Sounds like a horrible future but regardless, the incentives are there to increase the size of the attention pie.
Dynomight wrote up some additional analogies...I like your 2x2 framing though.
https://dynomight.net/llms/
The problem with content production automation is that its consumption requires attention. Indeed, the ad sales which fuel such content production on the internet is based on this attention. Attention requires time. In my view, the West has already reached the point of content production where people must make zero-sum decisions about how to allocate their time among different content streams.
Unless we are envisioning a utopic future in which A.I. automation allows us to reduce working hours (due to competitive dynamics though, it seems those systems which keep humans working will be more productive in absolute terms and therefore propagate) to the point where we can spend more of our inherently limited time consuming content, it seems a printing press scenario is unlikely.

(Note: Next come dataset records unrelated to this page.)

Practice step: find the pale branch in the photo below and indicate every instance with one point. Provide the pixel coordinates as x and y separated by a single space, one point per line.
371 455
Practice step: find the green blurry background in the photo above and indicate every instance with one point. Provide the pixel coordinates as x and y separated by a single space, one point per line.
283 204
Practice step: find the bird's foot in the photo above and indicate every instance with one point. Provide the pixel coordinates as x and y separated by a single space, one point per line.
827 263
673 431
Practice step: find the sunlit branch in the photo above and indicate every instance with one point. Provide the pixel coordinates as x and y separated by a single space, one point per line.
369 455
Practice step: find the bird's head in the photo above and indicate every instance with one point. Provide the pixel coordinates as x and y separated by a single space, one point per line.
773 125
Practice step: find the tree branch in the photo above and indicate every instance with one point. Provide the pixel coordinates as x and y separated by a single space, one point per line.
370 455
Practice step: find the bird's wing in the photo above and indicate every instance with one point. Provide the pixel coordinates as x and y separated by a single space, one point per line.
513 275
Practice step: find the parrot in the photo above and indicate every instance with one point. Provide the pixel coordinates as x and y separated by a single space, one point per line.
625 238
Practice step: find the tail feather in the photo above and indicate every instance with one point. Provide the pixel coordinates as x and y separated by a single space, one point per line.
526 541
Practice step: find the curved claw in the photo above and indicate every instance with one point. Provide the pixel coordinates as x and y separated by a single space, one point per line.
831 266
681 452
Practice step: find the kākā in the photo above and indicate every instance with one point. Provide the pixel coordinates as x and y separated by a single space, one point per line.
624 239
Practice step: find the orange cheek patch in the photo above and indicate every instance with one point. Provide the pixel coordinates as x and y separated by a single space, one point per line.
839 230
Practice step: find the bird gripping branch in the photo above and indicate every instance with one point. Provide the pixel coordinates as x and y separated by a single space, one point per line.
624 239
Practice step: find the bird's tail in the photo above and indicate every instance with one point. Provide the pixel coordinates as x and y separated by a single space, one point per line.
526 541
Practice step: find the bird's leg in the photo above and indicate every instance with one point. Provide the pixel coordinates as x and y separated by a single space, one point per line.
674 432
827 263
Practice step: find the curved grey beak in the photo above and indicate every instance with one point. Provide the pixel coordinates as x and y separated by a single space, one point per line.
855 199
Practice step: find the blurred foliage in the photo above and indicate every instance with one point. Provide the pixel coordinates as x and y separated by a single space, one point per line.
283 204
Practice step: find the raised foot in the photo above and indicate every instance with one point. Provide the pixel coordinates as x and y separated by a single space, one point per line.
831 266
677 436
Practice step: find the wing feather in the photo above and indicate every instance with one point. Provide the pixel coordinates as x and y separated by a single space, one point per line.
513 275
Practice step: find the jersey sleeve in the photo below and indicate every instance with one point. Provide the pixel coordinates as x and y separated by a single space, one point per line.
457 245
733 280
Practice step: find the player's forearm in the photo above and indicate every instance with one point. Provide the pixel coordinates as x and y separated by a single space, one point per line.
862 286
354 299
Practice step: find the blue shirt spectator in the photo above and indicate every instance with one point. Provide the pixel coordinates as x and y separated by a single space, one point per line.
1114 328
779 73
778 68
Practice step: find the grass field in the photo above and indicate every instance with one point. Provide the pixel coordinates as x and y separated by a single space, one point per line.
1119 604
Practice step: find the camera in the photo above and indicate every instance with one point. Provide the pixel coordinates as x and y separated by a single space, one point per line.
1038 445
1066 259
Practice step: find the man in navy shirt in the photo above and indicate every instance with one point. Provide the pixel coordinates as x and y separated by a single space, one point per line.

Sure there was plenty of room to grow demand for content when the printing press was invented. Idle time by the elites spent telling each other mediocre stories by the hearth could be replaced with whoever the best storyteller within the radius books could be acquired, and cheaply! Does this headroom still exist in the developed world?
The demand for cognitive labour may very well reduce. Fertility is below replacement in all high-income countries and in some others, and it is reaching that state in most countries.
LLMs could plausibly drive fertility near zero, if AI girlfriends / boyfriends / children meet people's emotional needs better than real members of the opposite sex or real children do.
The exceptions to sub-replacement fertility in advanced countries are certain highly religious sub-groups that take a very cautious approach to modern technology and science: people who don't have a lot of use for cognitive labour.
This, of course, is the long run. No need to shut down your blog and learn horse-ploughing just yet.
In the shorter run, Malcolm Collins recently asked the rhetorical question, "why bother burning books when nobody reads anymore?" To a first approximation, he's right. (Me? I 'm a relict of a bygone age.)
Towards the end you seem to be assuming that AI cannot autonomously set up a website, conceive of blog posts, write them, and chat in the comments section, all much MUCH better than Scott Alexander can. That assumption is obviously valid right now, and will obviously (I claim) become invalid at some point in the future. In other words, you frame the blog post as "let's leave aside the possibility that AI kills everybody" … but what you're REALLY thinking about and talking about is "let's leave aside the possibility that future researchers will develop real AGI" (as defined here— https://www.lesswrong.com/posts/uxzDLD4WsiyrBjnPw/artificial-general-intelligence-an-extremely-brief-faq ). That's a different assumption. And it's fine to make that assumption! That assumption might be valid for many more years! Or even decades! …But if you're making that assumption, you should say that you're doing so.